Hemodynamic flow variations at low fluid shear stress are thought to play a critical role in local atherosclerotic plaque initiation and development and to affect plaque instability. Targeted microbubbles are being developed as intravascular agents for identifying atherosclerotic lesions using ultrasound. How variations in local hydrodynamic flow influence the adhesiveness of targeted microbubbles is not well understood. We postulated that rates of targeted microbubble binding and accumulation differ when subjected to steady flow (SF) as compared with oscillatory or pulsatile flow (PF), because PF imposes non-uniform blood rheology and periodic acceleration and deceleration of blood velocity, when compared with SF. We assessed the binding rates of targeted microbubbles in seven randomly assigned PF and seven matched SF replicate runs at low (<1 Pa) and intermediate (≥1 and <2.5 Pa) wall shear stress (WSS) by drawing 4.8 × 106 microbubbles mL−1 over streptavidin-coated substrates, immobilized within a parallel plate flow chamber at a calculated density of 81 binding sites μm-2. Selective binding and accumulation of targeted microbubbles was recorded in a single field of view using real-time video microscopy.
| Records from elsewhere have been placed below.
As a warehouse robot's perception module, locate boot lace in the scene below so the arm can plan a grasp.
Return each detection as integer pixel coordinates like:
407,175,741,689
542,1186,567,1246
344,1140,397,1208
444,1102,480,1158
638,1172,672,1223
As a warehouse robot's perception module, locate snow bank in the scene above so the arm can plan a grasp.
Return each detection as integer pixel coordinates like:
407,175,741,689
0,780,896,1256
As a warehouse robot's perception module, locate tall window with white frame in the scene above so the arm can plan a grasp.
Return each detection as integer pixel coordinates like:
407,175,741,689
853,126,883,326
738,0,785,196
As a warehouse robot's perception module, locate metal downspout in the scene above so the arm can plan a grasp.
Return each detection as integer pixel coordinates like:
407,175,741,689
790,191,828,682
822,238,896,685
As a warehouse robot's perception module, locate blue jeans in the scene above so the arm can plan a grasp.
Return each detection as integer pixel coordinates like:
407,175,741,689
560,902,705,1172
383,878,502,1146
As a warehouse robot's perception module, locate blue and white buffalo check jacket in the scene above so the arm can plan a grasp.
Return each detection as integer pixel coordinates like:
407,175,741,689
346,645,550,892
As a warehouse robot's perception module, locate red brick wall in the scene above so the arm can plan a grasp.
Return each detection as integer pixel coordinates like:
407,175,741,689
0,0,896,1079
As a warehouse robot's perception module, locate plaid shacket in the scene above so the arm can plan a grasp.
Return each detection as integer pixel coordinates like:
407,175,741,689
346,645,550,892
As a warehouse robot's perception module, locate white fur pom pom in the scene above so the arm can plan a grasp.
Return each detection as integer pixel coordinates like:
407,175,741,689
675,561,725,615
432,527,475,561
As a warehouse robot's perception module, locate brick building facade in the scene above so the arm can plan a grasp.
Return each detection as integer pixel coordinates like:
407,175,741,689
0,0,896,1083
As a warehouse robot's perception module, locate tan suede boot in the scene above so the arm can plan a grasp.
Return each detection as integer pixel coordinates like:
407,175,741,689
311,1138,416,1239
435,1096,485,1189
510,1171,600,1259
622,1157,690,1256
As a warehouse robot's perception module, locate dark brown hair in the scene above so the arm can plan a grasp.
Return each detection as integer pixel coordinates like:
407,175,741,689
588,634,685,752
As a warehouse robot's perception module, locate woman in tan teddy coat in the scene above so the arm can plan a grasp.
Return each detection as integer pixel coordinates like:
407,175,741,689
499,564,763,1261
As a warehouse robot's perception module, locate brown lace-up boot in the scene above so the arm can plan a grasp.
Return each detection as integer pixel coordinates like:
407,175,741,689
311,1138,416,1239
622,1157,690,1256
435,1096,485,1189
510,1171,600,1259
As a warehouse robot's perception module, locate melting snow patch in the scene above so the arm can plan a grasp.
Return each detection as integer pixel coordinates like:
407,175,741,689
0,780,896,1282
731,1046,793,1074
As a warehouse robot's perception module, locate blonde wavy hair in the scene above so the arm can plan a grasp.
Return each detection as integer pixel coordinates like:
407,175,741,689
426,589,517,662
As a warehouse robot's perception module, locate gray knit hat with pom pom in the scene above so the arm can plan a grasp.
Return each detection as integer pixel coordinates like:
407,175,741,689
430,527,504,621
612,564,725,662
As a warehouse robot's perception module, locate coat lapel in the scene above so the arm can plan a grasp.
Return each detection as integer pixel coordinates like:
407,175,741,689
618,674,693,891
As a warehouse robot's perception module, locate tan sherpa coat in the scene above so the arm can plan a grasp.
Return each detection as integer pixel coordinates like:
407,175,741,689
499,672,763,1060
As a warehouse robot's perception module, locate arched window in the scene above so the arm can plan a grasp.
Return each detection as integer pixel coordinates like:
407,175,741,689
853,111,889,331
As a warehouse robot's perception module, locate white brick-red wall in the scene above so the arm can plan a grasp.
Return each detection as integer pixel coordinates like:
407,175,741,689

Microbubble accumulation was modeled to obtain flow-mediated microbubble binding kinetics (amplitude, A, and rate constant, k). PF elicited higher microbubble accumulation rates, in comparison to SF. The rates of microbubble accumulation differed significantly between PF and SF (p < 0.05) at intermediate WSS but not at low WSS (p > 0.05). The rate of microbubble accumulation decreased as WSS increased.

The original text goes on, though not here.